Abiy Ahmed joue la force et cherche à réduire les chefs rebelles du TPLF, coûte que coûte. C’est son autorité politique et de chef de guerre qui est  sur la balance, même si son image d’homme de paix, consacrée par le jury Nobel, sera écornée à jamais. A-t-il le choix ?

L’Ethiopie a déjà perdu l’Erythrée depuis 1993, et n’a plus aucun accès direct à la Mer Rouge, le pays devenant enclavé et dépendant de ses voisins pour certains approvisionnements. Si le Tigré réussissait sa sécession, ce serait un coup fatal qui serait porté à la Fédération qui est très fragile du fait de ses lignes de fracture ethniques.

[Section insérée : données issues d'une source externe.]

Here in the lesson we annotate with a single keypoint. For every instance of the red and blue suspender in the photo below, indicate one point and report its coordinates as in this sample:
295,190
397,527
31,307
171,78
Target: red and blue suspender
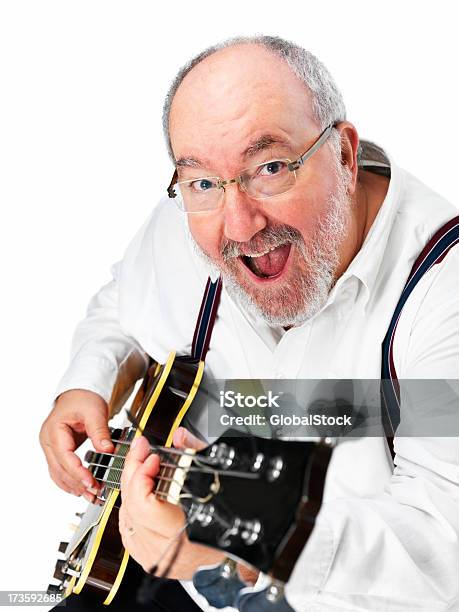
433,253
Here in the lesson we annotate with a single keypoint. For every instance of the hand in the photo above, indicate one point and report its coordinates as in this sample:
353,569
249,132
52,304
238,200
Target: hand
147,525
76,415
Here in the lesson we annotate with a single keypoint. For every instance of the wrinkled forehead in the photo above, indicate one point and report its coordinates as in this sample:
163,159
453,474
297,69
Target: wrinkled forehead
232,96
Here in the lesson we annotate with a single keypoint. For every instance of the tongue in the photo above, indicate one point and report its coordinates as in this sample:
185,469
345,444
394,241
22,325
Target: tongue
273,262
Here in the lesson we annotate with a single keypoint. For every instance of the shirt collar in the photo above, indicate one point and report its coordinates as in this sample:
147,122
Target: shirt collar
367,262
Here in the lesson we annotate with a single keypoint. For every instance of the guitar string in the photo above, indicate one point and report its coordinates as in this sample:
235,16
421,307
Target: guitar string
204,470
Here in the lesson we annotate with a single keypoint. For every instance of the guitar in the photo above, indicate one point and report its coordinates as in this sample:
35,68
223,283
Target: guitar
256,499
95,560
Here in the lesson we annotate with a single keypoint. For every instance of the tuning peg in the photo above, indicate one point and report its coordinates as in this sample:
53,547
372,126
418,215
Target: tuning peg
63,547
89,456
60,571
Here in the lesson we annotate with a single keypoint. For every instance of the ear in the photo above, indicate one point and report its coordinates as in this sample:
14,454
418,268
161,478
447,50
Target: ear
349,149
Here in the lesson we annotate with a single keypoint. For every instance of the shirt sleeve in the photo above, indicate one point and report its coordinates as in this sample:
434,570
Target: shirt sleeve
400,550
99,344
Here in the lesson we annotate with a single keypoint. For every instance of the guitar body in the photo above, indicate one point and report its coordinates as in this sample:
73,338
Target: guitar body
95,559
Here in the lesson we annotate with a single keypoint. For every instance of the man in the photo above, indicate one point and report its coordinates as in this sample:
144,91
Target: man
313,258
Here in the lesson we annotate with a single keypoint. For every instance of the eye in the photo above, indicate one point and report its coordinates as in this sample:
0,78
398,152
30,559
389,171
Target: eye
201,185
273,167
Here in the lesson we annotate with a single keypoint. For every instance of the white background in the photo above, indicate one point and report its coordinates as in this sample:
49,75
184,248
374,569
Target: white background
82,162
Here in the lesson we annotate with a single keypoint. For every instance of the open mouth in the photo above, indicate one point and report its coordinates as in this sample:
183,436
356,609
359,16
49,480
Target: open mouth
269,264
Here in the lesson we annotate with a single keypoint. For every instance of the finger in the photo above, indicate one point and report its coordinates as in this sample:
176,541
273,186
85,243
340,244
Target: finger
97,429
62,480
142,479
139,451
63,449
185,439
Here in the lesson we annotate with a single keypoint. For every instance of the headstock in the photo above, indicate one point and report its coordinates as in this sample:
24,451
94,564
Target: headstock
247,496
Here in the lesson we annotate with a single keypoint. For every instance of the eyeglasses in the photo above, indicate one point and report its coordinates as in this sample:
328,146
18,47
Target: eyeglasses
262,181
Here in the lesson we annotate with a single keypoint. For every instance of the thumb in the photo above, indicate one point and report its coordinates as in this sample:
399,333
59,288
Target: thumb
97,429
184,439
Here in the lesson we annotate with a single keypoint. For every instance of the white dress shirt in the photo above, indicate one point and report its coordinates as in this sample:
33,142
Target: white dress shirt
383,541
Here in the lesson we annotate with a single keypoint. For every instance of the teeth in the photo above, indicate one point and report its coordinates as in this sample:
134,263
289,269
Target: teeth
261,254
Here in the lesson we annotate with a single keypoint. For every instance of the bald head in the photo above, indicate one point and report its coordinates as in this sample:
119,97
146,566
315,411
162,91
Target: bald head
234,101
240,62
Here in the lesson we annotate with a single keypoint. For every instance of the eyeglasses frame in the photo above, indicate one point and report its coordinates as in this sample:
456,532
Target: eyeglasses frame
292,166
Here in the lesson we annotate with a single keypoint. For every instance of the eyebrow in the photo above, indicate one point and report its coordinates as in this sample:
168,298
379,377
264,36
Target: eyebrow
259,144
263,142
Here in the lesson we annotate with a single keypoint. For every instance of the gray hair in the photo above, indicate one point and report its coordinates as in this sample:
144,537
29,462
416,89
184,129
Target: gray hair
327,102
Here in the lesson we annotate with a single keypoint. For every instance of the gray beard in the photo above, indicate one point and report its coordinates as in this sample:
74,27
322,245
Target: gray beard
308,293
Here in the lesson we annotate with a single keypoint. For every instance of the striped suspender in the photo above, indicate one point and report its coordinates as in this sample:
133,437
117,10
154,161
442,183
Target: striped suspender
206,319
433,253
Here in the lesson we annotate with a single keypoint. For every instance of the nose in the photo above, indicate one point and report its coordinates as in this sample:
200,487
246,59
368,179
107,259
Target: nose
243,216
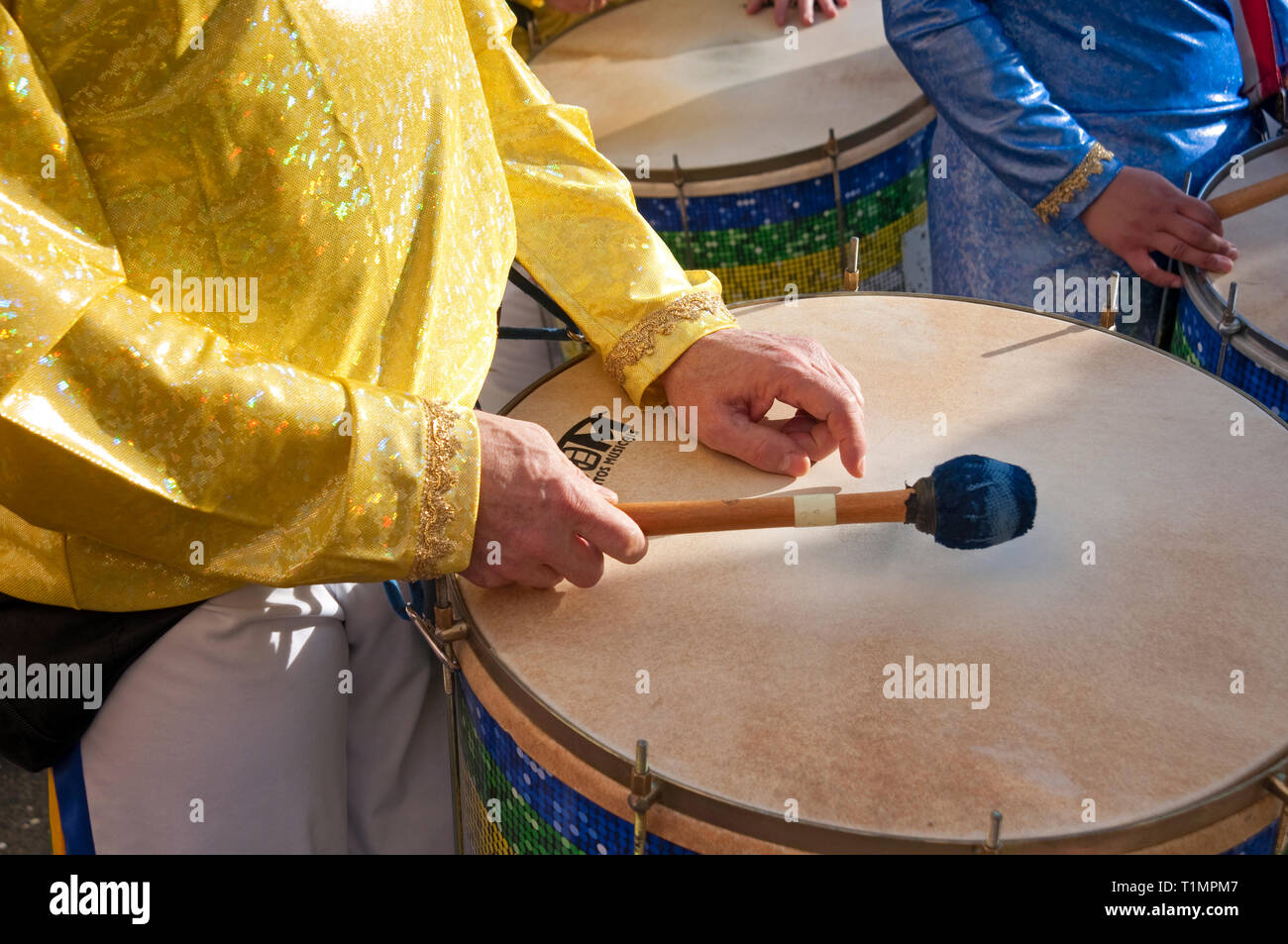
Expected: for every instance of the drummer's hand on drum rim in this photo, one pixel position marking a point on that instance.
(1141, 211)
(730, 378)
(549, 520)
(827, 8)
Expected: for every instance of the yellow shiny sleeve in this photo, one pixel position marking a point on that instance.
(579, 231)
(125, 429)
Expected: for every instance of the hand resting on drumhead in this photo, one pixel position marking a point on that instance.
(549, 522)
(730, 378)
(1141, 211)
(827, 8)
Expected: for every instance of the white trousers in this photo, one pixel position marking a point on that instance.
(300, 720)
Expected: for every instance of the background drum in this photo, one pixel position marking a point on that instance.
(1116, 630)
(760, 197)
(1256, 357)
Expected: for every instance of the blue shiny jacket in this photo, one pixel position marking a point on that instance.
(1031, 94)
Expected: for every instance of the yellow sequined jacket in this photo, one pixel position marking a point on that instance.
(250, 259)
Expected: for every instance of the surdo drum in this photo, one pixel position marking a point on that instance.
(1117, 679)
(724, 125)
(1248, 344)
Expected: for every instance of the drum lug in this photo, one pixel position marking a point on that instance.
(1167, 312)
(1229, 326)
(442, 633)
(682, 201)
(644, 793)
(1279, 788)
(851, 265)
(832, 150)
(993, 840)
(1109, 316)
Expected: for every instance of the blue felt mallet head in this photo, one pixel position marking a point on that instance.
(974, 501)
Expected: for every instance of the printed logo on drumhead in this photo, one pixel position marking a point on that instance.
(592, 452)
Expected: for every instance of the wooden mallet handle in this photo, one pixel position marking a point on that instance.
(1250, 196)
(776, 511)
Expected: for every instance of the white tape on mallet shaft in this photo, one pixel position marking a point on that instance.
(814, 510)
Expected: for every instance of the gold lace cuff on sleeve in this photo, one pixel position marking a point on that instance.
(1073, 184)
(450, 500)
(643, 338)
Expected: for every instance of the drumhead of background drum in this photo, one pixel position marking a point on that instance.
(707, 82)
(1261, 237)
(1134, 639)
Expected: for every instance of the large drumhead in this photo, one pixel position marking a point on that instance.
(1261, 236)
(1113, 631)
(707, 82)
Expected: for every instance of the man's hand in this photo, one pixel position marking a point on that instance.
(1141, 211)
(732, 377)
(548, 519)
(827, 7)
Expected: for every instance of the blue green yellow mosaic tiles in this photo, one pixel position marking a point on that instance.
(511, 805)
(1197, 342)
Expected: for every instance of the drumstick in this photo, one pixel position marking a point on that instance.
(970, 501)
(1249, 197)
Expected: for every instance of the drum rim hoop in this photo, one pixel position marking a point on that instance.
(708, 172)
(822, 837)
(1252, 343)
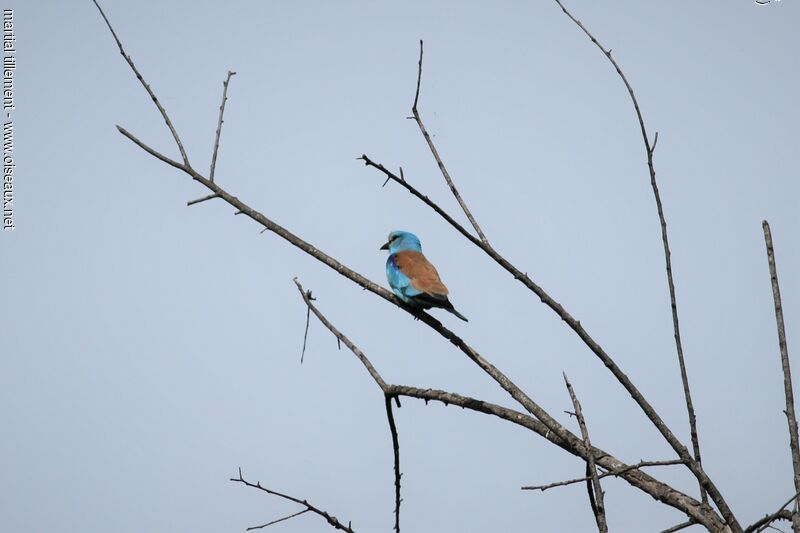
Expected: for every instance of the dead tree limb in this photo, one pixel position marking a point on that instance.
(615, 473)
(573, 324)
(678, 527)
(262, 526)
(781, 514)
(397, 474)
(702, 513)
(219, 125)
(548, 426)
(791, 418)
(650, 149)
(332, 520)
(436, 156)
(593, 480)
(146, 86)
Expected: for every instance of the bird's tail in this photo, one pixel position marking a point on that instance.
(459, 315)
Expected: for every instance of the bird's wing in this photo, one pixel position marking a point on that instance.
(421, 272)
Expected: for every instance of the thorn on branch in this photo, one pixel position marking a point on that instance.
(219, 126)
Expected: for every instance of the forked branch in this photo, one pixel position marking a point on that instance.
(436, 156)
(650, 149)
(332, 520)
(594, 488)
(541, 422)
(572, 444)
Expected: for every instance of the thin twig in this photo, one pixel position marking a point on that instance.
(615, 473)
(147, 88)
(572, 444)
(436, 156)
(262, 526)
(308, 321)
(668, 262)
(397, 474)
(571, 322)
(219, 125)
(203, 199)
(780, 514)
(598, 505)
(332, 520)
(678, 527)
(548, 427)
(791, 418)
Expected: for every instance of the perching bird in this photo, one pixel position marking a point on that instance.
(411, 276)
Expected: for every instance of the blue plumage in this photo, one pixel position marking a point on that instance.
(412, 277)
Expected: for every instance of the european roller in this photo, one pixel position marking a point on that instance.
(412, 277)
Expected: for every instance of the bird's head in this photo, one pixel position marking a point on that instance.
(400, 241)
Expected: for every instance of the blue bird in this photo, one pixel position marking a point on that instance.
(412, 277)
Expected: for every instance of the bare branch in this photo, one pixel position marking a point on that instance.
(615, 473)
(219, 125)
(631, 473)
(598, 505)
(791, 418)
(549, 427)
(678, 527)
(436, 156)
(573, 324)
(332, 520)
(151, 151)
(262, 526)
(147, 88)
(308, 322)
(668, 261)
(341, 337)
(397, 474)
(203, 199)
(780, 514)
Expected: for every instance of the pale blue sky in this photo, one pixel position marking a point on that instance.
(150, 349)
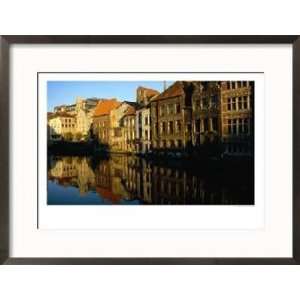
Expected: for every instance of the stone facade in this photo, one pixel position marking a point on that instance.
(129, 127)
(188, 116)
(168, 113)
(237, 117)
(61, 126)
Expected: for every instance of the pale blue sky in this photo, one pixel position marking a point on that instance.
(65, 92)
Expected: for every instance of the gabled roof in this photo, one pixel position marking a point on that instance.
(130, 111)
(59, 114)
(104, 107)
(174, 90)
(149, 93)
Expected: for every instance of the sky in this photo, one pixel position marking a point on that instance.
(65, 92)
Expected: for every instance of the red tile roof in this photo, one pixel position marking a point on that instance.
(174, 90)
(60, 114)
(130, 111)
(149, 93)
(104, 107)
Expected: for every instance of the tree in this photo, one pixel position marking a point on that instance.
(78, 136)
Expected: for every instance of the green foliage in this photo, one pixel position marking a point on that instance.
(78, 136)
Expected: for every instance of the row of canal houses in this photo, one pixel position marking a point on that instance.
(187, 114)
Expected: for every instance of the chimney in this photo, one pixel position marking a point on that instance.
(165, 85)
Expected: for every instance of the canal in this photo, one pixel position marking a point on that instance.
(132, 180)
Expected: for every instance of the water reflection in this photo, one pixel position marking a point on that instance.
(122, 179)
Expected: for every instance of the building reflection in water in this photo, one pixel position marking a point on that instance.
(123, 179)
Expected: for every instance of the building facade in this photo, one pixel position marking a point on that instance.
(102, 122)
(192, 115)
(129, 125)
(61, 126)
(237, 117)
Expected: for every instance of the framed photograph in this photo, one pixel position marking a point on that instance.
(149, 149)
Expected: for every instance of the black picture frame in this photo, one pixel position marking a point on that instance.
(7, 41)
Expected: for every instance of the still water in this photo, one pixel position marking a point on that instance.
(123, 179)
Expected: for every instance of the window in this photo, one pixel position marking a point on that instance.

Ahmed veut donc tuer dans l’œuf la rébellion tigréenne le plus vite possible. Mais les Tigréens sont surarmés et disposent de forces estimées à 250 000 hommes. Ces gens-là ont dirigé le pouvoir central jusqu’à l’avènement de Ahmed, un homme issu de la majorité démographique Oromo. Le TPLF est certes en position de faiblesse par rapport à l’armée fédérale, mais il pourrait recourir à la guérilla, aux attaques suicide etc.

Un assaut réussi contre Mékélé ne sera pas la fin de l’histoire. Celle -ci ne peut être que politique, avec une négociation autour d’une table. Ahmed cherche, sans doute à se donner les moyens d’une négociation en position de force. Il faudrait donc faire attention à toute barbarie contre les civils qui va créer un sentiment d’hostilité durable.

Pour le moment la ville est encerclée et un véritable carnage risque de se produire d’autant que l’armée éthiopienne ne peut pas se permettre de s’engager dans un conflit interminable. L’Armée avait déjà demandé aux civils de quitter la ville avant l’assaut.

Beaucoup l’ont fait, mais un nombre encore plus important est resté sur place, pour de multiples raisons.  La communauté internationale intervient de manière timide. C’est regrettable.